I looked this book up on Google Books and it got me to page 117 - just for grins - and that's just the start of the proof - The Zero Momentum Frame. The book is $97 somewhere. AbeBooks doesn't have it.

You're right... It isn't simple. We'll forgo that pleasure. I still like my old induction approach - if it's good for one, it's good for two, etc. all the way on up. I know that isn't right but at least I can conceptualize it. In AB French he sort of does an "induction" approach to justifying the concept verbally (no formal proof.) He uses the fact that the momenta are linearly related which allows for this "addition" or $$\sum$$ concept. I have used that before when we studied vectors in ejection bailout systems for jet aircraft. If the three-space vectors are not linear, you cannot add them up and get a good answer. Had to use the numerical solutions of calculating each minute step along the way.

My son lives a few blocks from UT Texas Dallas where Wolfgang Rindler teaches and if I really needed it I could get him to go the llibrary there and Xerox those pages.

 

[stevmg]

Is this the proof you saw in 2006 Rindler on page 117-18?

No way would I ever understand that. I would have to spend the last 50 years since high school getting it straight and even then wouldn't get it.

I'll accept the premise that one can find energy-momentum equations for systems of particles without understanding the proof.

The equation that DaleSpam gave (m²c²=E²/c²-px²-py²-pz²) is really another way of stating the AP French equation on page 213 of Special Relativity

-E₀²/c² = p_x² + p_y² + p_z² + (iE/c)²

That's good enough for me.

 

[starthaus]

Is this the proof you saw in 2006 Rindler on page 117-18?

Yes.

No way would I ever understand that. I would have to spend the last 50 years since high school getting it straight and even then wouldn't get it.

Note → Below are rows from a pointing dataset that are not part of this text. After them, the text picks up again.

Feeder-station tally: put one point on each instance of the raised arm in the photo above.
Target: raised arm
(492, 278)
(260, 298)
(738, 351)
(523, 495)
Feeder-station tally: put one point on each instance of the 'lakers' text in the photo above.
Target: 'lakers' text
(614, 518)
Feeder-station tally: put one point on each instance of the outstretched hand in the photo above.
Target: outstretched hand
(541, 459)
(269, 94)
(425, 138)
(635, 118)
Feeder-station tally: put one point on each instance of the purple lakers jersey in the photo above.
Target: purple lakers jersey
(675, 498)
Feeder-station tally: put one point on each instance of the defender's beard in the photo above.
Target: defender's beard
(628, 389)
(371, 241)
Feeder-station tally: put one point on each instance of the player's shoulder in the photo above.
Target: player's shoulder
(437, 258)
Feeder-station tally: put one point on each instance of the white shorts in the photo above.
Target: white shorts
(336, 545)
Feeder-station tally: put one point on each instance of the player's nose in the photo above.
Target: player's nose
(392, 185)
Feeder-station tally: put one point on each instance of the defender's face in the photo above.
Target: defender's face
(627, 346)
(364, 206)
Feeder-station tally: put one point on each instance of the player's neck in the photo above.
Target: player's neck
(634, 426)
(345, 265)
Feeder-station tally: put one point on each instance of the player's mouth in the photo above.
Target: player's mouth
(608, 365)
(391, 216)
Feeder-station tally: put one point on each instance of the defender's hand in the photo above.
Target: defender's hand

No one said that physics is easy. I have a more direct proof than Rindler's but it isn't trivial by any stretch of imagination.

I'll accept the premise that one can find energy-momentum equations for systems of particles without understanding the proof.

This is a bad idea, we need to strive to understand the proofs. Otherwise, we become robots that plug in numbers into equations that we don't understand. Or worse, we use equations that do not apply.

 

[stevmg]

OK, but if it takes me 50 more years to understand it, I will give you the derivation in the old soldiers' home.

I will first read space-time physics and then maybe invest in Rindler.

The price we pay for our intellectual curiosity.